Figure 11.

The sMF6p/FhHDM-1 protein and the peptide sFhMF6a derived from its N-terminal region are able to hemolyze RBCs preconditioned with hemin. A, hemolysis assays showing the effect of the sMF6p/FhHDM-1 protein or derived peptides and hemin on RBCs. The assay was carried out in U-shaped wells of microtiter plates and photographed after 6 h of incubation at room temperature. Wells in column 1 contain protein/peptides incubated with RBCs preconditioned with hemin, wells in column 2 contain protein/peptides preincubated with hemin and subsequently added to RBCs, wells in columns 3 and 4 are the same as in columns 1 and 2 after centrifuging at 800 × g, wells in column 5 contain protein/peptides incubated with hemin alone, and wells in column 6 contain protein/peptides incubated with RBCs alone. The proteins/peptides tested by rows were as follows: A, sMF6p/FhHDM-1; B, sFhMF6a; C, sFhMF6c. OVA (D) and LSZ (E) were used as controls. Proteins/peptides were incubated at 40 μm, hemin was incubated at 20 μm, and RBCs were incubated at 0.5% in TBS. Control wells containing RBCs plus hemin and RBCs only were placed in wells 7A and 7B, respectively. B, table depicting the degree of hemolysis of hemin-preconditioned RBCs produced by different combinations of sMF6p/FhHDM-1 protein and hemin concentrations.

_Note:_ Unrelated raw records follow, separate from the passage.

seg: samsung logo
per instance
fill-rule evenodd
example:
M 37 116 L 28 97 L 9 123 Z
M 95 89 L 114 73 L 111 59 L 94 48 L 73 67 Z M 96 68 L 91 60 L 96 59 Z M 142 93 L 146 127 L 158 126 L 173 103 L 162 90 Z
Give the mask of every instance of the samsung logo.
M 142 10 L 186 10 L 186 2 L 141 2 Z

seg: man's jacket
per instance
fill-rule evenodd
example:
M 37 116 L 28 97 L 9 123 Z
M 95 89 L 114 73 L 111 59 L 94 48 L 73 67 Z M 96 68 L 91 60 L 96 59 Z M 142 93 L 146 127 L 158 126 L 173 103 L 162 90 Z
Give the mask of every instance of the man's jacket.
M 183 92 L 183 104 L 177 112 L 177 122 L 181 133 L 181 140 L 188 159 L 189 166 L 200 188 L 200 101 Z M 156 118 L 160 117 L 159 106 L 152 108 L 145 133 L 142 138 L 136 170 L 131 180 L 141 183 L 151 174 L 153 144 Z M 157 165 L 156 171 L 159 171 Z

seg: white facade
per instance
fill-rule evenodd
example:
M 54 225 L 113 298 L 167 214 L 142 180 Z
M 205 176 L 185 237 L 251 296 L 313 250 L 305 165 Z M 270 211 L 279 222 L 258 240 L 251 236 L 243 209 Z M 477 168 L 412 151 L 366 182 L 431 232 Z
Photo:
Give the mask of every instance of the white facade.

The values depict the degree of hemolysis, ranging from no hemolysis (−) to intermediate (++ and +++) and complete hemolysis (++++) as determined by macroscopic observation of the turbidity of RBCs (0.5%) preconditioned with 2.5–40 μm hemin and subsequently incubated with different concentrations of the sMF6p/FhHDM-1 protein (2.5–40 μm).